Die hoheitlichen Bilder im ersten Teil des Psalms sind aus der altorientalischen Ikonografie vertraut. Dazu gehört die Vorstellung von den besiegten Feinden als „Fußschemel“ (Vers 1) und auch der „Stab“ in Vers 2 als Sinnbild der Macht des Königs, das sich schon in älterer babylonischer und assyrischer Zeit findet.[7]

Das Verständnis von Vers 3 bereitet außerordentliche Schwierigkeiten, weil der hebräische Konsonantenbestand keinen eindeutigen Sinn ergibt.
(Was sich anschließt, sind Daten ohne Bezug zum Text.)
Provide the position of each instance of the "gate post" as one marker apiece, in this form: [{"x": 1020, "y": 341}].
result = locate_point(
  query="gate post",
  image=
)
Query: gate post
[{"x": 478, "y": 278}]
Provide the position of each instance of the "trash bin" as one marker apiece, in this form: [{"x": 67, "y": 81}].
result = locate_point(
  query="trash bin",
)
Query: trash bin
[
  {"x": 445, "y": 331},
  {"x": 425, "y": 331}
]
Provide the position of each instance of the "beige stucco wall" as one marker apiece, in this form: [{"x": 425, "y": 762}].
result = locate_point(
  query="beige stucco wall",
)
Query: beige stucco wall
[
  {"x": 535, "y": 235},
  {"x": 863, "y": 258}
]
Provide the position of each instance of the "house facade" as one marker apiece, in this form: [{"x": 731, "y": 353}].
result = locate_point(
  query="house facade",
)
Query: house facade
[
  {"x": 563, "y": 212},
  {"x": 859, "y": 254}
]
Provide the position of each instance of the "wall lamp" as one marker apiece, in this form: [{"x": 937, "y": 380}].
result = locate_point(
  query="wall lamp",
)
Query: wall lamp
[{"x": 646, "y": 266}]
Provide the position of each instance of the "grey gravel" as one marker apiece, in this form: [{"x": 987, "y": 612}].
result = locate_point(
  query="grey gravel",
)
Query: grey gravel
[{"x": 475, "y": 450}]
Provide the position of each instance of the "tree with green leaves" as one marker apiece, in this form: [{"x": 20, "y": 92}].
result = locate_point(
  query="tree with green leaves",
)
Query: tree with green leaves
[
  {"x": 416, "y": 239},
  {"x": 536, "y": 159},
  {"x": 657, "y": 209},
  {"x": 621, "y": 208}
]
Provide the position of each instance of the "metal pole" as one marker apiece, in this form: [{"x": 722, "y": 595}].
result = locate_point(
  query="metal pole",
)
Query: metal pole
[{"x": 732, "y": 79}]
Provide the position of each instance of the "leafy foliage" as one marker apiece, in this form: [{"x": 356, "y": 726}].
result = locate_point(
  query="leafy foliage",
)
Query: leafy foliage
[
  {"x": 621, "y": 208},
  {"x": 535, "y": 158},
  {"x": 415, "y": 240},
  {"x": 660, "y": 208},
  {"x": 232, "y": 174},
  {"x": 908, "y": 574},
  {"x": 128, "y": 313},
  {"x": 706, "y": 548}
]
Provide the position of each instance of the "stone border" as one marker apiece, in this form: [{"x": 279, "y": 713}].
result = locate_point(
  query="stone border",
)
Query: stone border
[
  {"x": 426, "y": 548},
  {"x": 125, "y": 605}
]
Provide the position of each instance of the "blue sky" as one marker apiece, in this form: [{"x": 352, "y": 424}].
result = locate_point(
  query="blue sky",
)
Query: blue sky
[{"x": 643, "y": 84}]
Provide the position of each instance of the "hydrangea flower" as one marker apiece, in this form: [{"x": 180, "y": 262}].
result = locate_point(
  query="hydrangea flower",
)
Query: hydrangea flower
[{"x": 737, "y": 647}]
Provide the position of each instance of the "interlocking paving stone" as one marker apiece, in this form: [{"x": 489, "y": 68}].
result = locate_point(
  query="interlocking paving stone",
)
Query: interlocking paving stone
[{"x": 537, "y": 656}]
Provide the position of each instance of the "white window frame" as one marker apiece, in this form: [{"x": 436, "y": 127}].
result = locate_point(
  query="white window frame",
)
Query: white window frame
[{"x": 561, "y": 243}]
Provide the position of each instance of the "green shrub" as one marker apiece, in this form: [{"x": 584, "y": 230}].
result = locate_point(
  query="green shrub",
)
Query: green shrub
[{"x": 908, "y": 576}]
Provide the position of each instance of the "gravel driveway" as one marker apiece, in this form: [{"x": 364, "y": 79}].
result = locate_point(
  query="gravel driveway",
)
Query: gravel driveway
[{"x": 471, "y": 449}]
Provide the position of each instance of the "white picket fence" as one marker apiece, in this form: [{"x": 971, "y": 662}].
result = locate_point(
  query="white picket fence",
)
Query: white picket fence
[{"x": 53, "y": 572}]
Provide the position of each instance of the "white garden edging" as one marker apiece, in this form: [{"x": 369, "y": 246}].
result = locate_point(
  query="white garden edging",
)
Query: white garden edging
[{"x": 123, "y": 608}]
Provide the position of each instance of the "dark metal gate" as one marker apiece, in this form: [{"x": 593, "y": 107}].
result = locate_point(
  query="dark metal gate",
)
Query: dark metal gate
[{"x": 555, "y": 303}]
Erich Zenger präferiert den überlieferten masoretischen Text, den er jedoch für das Ergebnis einer redaktionellen Überarbeitung hält, und übersetzt

„Dein Volk ist bereitwillig am Tag deiner Macht in heiligem Schmuck. Aus dem Schoß der Morgenröte kommt dir der Tau deiner Jugend zu.“[8]

Andere Rekonstruktionsversuche kommen zu alternativen Lesarten, die zu teilweise erheblich abweichenden Übersetzungen führen.

Der zweite Teil des Psalms spricht dem König dauerhafte priesterliche Würde zu. Dazu wird an den Jerusalemer Priesterkönig Melchisedek aus vorisraelitischer Zeit erinnert, der in Gen 14,17–20 EU Abraham segnet.

Auch die Bedeutung des letzten Psalmverses ist umstritten, insofern Unsicherheit besteht über das handelnde Subjekt. Von einigen Exegeten wird hier ein weiterer Inthronisierungsritus des davidischen Königs gesehen.[9] Das würde jedoch einen Subjektwechsel zwischen Vers 4–6 (JHWH als Handelnder) und Vers 7 (der Priesterkönig als Handelnder) voraussetzen, für den es im Text keine weiteren Anzeichen gibt. So kann das Bild vom „Trinken aus dem Bach am Weg“ auch JHWH als den siegreichen Krieger bezeichnen, der nach erfolgreicher Schlacht seine Überlegenheit zeigt.[10]

Der Psalm wird in seinem ersten Teil meist in die vorexilische Zeit Israels datiert, bisweilen sogar ganz in die älteste Königszeit.[11] Der Vergleich mit anderen Königspsalmen aus vorexilischer Zeit (Ps 18 EU, Ps 21 EU, PsEU), die den König selbst als Kämpfer zeigen, legt nach Erich Zenger eine spätere Entstehungszeit nahe, in der JHWH als „Kriegsmann“ vorgestellt wird. Das Bild des vordavidischen Priesterkönigs Melchisedek und der Schwur Gottes, das Königtum zu erhalten (Vers 4), weisen ebenso in nachexilische Zeit, in der die messianische Wiederherstellung des Königtums erwartet wurde.[12] Eine Datierung erst in die makkabäische Epoche wird heute nicht mehr vertreten.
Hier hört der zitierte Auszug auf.